Jammy looks a super bird, I look after an eclectus male, very friendly I can trust him with all the children, really great
Titan


----------



## HABU (Mar 21, 2007)

love it!

my friend has a female... i baby sit here from time to time...

eclectus are wonderful... his cockatoo is a diva but rose is a sweetheart... great birds eclectus are!


----------



## white (May 16, 2009)

He's fab!Where did you get hiom from as i've been looking for one for ages.


----------



## HABU (Mar 21, 2007)

here's rose... what a female looks like...

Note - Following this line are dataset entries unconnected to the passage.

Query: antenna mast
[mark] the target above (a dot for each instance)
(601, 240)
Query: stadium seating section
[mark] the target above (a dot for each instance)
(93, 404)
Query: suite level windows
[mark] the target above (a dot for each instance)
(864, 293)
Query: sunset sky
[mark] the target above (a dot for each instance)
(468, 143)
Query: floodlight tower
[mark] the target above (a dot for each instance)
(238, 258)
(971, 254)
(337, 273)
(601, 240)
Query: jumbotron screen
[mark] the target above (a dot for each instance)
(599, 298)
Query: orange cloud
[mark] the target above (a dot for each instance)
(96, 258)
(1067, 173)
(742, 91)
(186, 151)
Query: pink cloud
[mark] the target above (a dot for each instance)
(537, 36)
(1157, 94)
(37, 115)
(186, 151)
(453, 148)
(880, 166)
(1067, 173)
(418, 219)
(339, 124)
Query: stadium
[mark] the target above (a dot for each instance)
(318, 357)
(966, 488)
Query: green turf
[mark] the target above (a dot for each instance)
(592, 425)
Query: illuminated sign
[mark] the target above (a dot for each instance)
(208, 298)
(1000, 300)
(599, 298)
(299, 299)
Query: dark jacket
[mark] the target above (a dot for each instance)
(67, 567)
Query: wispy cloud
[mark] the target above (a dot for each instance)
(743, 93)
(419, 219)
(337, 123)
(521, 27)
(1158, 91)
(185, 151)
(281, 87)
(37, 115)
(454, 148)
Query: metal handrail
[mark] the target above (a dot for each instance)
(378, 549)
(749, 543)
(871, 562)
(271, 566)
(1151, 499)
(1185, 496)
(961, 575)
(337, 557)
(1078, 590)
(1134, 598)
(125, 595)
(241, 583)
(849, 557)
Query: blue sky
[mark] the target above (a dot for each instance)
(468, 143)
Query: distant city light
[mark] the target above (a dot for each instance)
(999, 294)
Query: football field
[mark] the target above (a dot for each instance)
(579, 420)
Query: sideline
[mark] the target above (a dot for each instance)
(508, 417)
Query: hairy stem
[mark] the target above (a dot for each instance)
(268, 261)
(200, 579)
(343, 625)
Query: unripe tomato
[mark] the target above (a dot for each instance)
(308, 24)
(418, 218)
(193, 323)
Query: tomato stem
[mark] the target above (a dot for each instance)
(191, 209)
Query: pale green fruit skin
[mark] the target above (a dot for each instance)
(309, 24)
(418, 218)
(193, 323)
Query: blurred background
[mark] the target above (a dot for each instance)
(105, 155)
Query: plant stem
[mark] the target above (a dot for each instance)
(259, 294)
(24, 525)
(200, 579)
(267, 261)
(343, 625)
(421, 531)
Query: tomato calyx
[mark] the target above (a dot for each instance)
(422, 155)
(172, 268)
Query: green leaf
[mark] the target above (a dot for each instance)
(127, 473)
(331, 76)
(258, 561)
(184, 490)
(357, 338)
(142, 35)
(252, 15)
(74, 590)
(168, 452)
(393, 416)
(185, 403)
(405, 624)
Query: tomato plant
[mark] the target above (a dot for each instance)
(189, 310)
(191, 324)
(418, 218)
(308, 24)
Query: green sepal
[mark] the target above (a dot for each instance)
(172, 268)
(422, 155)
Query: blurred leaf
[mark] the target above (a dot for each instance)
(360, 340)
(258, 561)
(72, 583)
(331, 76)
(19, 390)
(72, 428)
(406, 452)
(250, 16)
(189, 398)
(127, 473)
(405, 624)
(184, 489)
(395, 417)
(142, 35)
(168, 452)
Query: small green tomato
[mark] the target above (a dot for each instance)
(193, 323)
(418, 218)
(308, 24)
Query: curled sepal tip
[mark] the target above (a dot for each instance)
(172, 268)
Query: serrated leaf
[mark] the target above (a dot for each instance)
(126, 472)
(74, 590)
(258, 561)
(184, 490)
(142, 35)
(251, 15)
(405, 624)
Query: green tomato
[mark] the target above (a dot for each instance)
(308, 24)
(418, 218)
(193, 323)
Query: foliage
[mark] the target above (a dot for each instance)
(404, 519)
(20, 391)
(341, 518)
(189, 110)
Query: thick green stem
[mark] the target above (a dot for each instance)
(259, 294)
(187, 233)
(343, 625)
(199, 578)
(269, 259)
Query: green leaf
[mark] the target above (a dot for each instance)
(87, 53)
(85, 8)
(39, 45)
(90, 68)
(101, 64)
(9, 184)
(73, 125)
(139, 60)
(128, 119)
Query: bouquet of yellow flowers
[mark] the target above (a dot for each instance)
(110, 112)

i'd take either a male or female... if i had that much money... wonderful things!


----------



## Kat91 (Sep 19, 2008)

Titan said:


> Jammy looks a super bird, I look after an eclectus male, very friendly I can trust him with all the children, really great
> Titan


Jammy is full of character lol very sweet but temperamental also! :lol2:



white said:


> He's fab!Where did you get hiom from as i've been looking for one for ages.


My OH got him from a friend of his  I'll ask him, I *think* his friend breeds them, not sure.


HABU said:


> image
> 
> here's rose... what a female looks like...
> 
> i'd take either a male or female... if i had that much money... wonderful things!


Females are gorgeous! I can't pick between the two. Hopefully in the future we will be able to get him a female friend for company :flrt:


----------



## HABU (Mar 21, 2007)

Kat91 said:


> Jammy is full of character lol very sweet but temperamental also! :lol2:
> 
> 
> My OH got him from a friend of his  I'll ask him, I *think* his friend breeds them, not sure.
> ...


 rose is so mellow... quiet too...


----------



## alan1 (Nov 11, 2008)

my fave parrot - you lucky peoples, all ofs ya!


----------



## Snoopy84 (May 15, 2010)

asolutely stunning birds!!! i have a soft spot for the males, i think personally they are just so gorgeous

love that too though!!


----------



## burmman (Oct 30, 2008)

Hay, this is our female Eclectus parrot..Rio, she's 5months old!


----------



## Kat91 (Sep 19, 2008)

HABU said:


> rose is so mellow... quiet too...
> 
> 
> image


wow she's stunning!! :flrt:


burmman said:


> Hay, this is our female Eclectus parrot..Rio, she's 5months old!
> 
> image


another stunner! :flrt:

love that shade of blue they have...


----------



## Zoo-Man (Apr 12, 2008)

I love the feathering of Eclectus, its sheen & texture ie amazing!


----------



## burmman (Oct 30, 2008)

Yeah it is, they have oil glands to keep there feathers in good condition and as a result of the oil glands they dont produce feather dust like other species do which is a plus for anyone with asthma or allergies :2thumb:


----------



## Kat91 (Sep 19, 2008)

Zoo-Man said:


> I love the feathering of Eclectus, its sheen & texture ie amazing!


Me too...Jammy get REALLY bright when he's had a bath...his feathers are gorgeous.


----------